Decisions on Major Infrastructure Projects
Making Decisions on Major Infrastructure Projects
The Planning Act 2008 and Localism Act 2011 have introduced a new procedure for making decisions on Nationally Significant Infrastructure Projects. The main features are:
- applications for NSIPs will be examined by the Planning Inspectorate. The Inspectorate will then make recommendations to the relevant Minister (for example for Secretary of State for Transport for an application for a new airport), who will make the final decision on whether the project should go ahead or not;
- the Planning Inspectorate examines applications in line with procedures which emphasise the use of written representations, and seek to minimise the need for issues to be examined through cross-examination at public inquiries; and
- applications for NSIPs will be for a 'development consent order', which will combine a grant of planning permission with a range of other separate consents, such as listed building consent.

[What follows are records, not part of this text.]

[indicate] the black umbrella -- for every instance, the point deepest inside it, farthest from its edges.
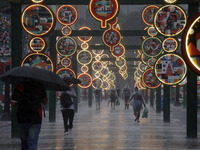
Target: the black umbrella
(50, 80)
(71, 80)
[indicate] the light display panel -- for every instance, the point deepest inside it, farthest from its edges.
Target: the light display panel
(170, 20)
(170, 69)
(37, 44)
(103, 10)
(149, 79)
(152, 46)
(67, 15)
(39, 60)
(37, 20)
(191, 44)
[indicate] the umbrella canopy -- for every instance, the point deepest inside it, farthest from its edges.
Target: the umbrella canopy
(50, 80)
(71, 80)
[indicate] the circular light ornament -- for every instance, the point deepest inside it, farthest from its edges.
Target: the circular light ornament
(149, 13)
(66, 46)
(118, 51)
(84, 57)
(152, 31)
(170, 69)
(149, 79)
(37, 20)
(66, 30)
(67, 15)
(85, 38)
(151, 62)
(170, 20)
(66, 62)
(170, 1)
(97, 83)
(37, 1)
(84, 69)
(98, 52)
(191, 44)
(121, 62)
(38, 60)
(170, 45)
(86, 80)
(97, 66)
(152, 47)
(37, 44)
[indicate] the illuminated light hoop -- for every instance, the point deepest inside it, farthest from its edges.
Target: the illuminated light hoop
(98, 52)
(85, 38)
(152, 47)
(148, 14)
(66, 62)
(97, 66)
(142, 67)
(97, 74)
(66, 30)
(66, 46)
(170, 1)
(35, 29)
(170, 45)
(121, 62)
(84, 46)
(37, 1)
(170, 69)
(103, 18)
(111, 38)
(84, 57)
(66, 72)
(84, 77)
(97, 82)
(33, 61)
(190, 44)
(177, 26)
(104, 72)
(84, 69)
(118, 51)
(62, 11)
(144, 59)
(152, 31)
(37, 44)
(151, 62)
(149, 79)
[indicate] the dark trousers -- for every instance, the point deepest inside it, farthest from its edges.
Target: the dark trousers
(68, 117)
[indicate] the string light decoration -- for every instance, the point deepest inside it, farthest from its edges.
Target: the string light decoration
(32, 22)
(66, 46)
(84, 57)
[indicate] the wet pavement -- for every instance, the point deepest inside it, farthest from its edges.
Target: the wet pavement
(110, 130)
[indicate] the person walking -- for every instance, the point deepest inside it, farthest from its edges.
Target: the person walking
(98, 96)
(137, 103)
(28, 97)
(67, 109)
(126, 95)
(113, 96)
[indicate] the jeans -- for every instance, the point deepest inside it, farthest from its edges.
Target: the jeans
(68, 117)
(29, 134)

The Infrastructure Planning Commission (IPC)
The Planning Act 2008 introduced the Infrastructure Planning Commission (IPC), a body which would examine and make decisions on applications for NSIPs. The IPC was abolished by the Localism Act 2011, in response to concerns that it was not a democratic way of making development decisions. As explained above, applications are now examined by the Planning Inspectorate, and final decisions taken by the relevant Minister.